20/07/2016
Quoi de plus banal que de bâiller ? La plupart d’entre nous n’y prête pas vraiment attention. Pourtant, ce comportement complexe reste mystérieux par bien de ses aspects. La pratique quotidienne d’un ORL le connaît, entre autres, comme un traitement des dysfonctionnements tubo-tympaniques.

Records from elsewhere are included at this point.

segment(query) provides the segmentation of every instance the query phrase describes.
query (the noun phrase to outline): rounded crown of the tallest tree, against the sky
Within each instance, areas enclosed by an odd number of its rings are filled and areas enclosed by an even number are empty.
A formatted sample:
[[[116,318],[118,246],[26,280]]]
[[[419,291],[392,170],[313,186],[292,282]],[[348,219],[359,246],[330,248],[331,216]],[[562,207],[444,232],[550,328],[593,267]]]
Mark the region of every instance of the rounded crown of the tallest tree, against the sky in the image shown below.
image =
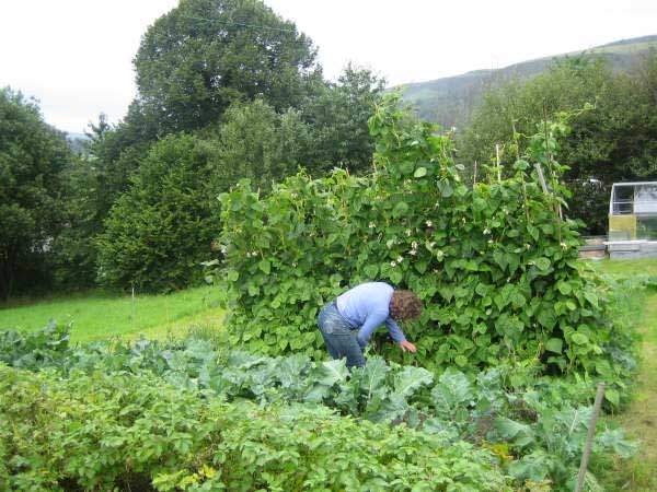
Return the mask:
[[[141,110],[164,132],[218,120],[231,103],[298,106],[321,80],[312,42],[260,0],[182,0],[135,57]]]

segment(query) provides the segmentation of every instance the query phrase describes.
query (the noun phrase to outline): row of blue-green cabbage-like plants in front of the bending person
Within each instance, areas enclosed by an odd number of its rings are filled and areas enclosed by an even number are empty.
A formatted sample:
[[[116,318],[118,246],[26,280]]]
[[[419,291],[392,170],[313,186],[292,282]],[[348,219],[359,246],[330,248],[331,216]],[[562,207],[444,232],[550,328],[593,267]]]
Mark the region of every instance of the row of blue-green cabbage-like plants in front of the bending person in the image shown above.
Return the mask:
[[[0,335],[0,360],[15,367],[55,368],[73,379],[80,371],[155,375],[205,398],[252,400],[261,408],[322,405],[343,415],[423,430],[440,440],[441,447],[462,446],[465,440],[495,453],[506,448],[502,462],[518,483],[549,480],[558,490],[572,489],[595,386],[589,379],[531,378],[521,367],[505,365],[476,377],[449,368],[435,378],[422,367],[388,365],[380,358],[349,373],[344,361],[227,352],[224,342],[215,350],[200,339],[73,348],[67,330],[54,326],[28,337]],[[598,453],[627,457],[634,450],[621,430],[601,424],[597,443]]]

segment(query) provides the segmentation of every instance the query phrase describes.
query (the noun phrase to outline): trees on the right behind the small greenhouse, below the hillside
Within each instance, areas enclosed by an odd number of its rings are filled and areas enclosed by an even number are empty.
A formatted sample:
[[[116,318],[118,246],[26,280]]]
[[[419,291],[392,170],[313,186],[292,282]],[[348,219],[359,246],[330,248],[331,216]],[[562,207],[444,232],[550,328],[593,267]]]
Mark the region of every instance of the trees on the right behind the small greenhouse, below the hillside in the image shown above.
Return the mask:
[[[527,142],[534,121],[593,105],[572,119],[563,139],[562,159],[569,164],[563,178],[573,192],[568,215],[584,220],[590,233],[606,233],[611,185],[649,179],[657,169],[657,51],[637,61],[629,73],[613,73],[601,59],[576,57],[489,91],[460,137],[459,161],[472,174],[474,162],[481,166],[495,159],[499,143],[504,168],[510,169],[515,133]]]

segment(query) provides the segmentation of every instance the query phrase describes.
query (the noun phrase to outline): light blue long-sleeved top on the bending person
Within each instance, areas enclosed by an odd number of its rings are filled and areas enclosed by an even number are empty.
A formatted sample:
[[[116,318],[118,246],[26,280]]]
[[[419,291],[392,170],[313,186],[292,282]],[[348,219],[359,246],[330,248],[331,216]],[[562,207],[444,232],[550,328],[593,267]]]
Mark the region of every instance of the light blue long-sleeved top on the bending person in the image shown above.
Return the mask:
[[[392,339],[406,340],[399,325],[390,317],[390,300],[394,289],[385,282],[367,282],[348,290],[336,300],[337,311],[354,329],[362,350],[379,325],[385,325]]]

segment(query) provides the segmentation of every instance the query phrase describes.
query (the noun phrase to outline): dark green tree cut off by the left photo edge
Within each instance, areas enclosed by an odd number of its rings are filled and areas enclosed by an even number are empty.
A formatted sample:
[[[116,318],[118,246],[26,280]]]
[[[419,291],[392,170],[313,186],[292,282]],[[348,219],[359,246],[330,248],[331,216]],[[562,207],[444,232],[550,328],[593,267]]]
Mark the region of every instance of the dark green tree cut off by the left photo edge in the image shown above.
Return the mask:
[[[71,157],[64,133],[35,102],[0,89],[0,298],[43,284],[60,224],[59,173]]]

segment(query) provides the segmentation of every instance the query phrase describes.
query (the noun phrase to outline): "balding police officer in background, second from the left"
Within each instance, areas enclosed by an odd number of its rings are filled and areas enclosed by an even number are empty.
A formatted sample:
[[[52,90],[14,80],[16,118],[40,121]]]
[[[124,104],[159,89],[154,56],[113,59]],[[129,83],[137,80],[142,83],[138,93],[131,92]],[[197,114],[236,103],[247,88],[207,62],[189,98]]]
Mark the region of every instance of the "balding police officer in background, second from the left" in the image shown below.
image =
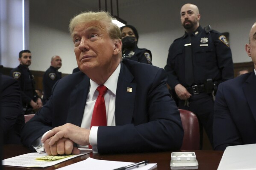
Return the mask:
[[[44,72],[43,84],[44,84],[44,103],[46,103],[52,95],[53,85],[62,78],[62,73],[58,70],[62,66],[62,59],[55,55],[51,59],[51,66]]]

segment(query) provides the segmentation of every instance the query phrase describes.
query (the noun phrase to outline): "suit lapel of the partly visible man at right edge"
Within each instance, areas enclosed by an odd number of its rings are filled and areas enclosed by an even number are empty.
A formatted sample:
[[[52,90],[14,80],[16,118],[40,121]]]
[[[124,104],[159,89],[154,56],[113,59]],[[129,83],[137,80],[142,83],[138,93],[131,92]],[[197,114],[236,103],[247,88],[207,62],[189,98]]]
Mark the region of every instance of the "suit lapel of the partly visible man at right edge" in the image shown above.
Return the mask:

Qu’est-ce qu’un bâillement ?
L’observation d’un bâillement l’apprécie en une véritable stéréotypie comportementale. En une dizaine de secondes se succèdent toujours en suivant la même chronologie :
– une inspiration ample, lente et profonde par une bouche largement ouverte. À cet instant, le tractus pharyngo-laryngé quadruple son diamètre par rapport au repos. L’inspiration d’air est essentiellement buccale ;
– un bref arrêt des flux ventilatoires à thorax plein, l’acmé, souvent associé à des mouvements d’étirements des membres, joliment nommés pandiculations et une occlusion des yeux. Une larme peut couler sur la joue en raison de l’obturation du canal lacrymal. La trompe d’Eustache s’ouvre, entraînant une brève baisse de l’audition. Le cardia se relâche simultanément, provoquant un appel d’air intragastrique, responsable d’une impression de plénitude abdominale ;
– une expiration passive, bruyante, plus ou moins lente, accompagnée d’une relaxation de tous les muscles concernés. La bouche se referme et le larynx reprend sa place initiale. La salive accumulée pendant le bâillement est déglutie. Une sensation de bienêtre se répand.
Physiologiquement, l’homme, à l’âge adulte, bâille entre 3 et 10 fois par jour, essentiellement après le réveil, moment privilégié de la pandiculation, et avant l’endormissement. Ceux qui ont un chronotype du soir bâillent plus que ceux du matin. Les bâillements surviennent lors de toute baisse d’activité et de vigilance, lors d’une dette de sommeil mais aussi en accompagnement de la sensation de faim ou de satiété.
L’activité des muscles respiratoires (diaphragme, intercostaux, scalènes) ne diffère en rien de celle d’une inspiration complète et très ample, alors que l’importance de l’ouverture pharyngo-laryngée, accompagnée d’un abaissement à leur maximum physiologique du cartilage thyroïde et de l’os hyoïde, est propre au bâillement. La contraction, simultanée à l’inspiration, des muscles du cou provoque une flexion modeste puis une extension marquée de celui-ci, portant la tête en arrière. Les mouvements de la tête font partie intégrante du cycle ouverture/fermeture de la bouche nécessaire à la mastication, à la déglutition, à l’élocution, au chant comme au bâillement.
D’un point de vue phylogénétique, chez toutes les espèces, ce couplage fonctionnel a une valeur adaptative, sélectionnée car elle assure une meilleure capacité à saisir des proies mais aussi à se défendre et à combattre.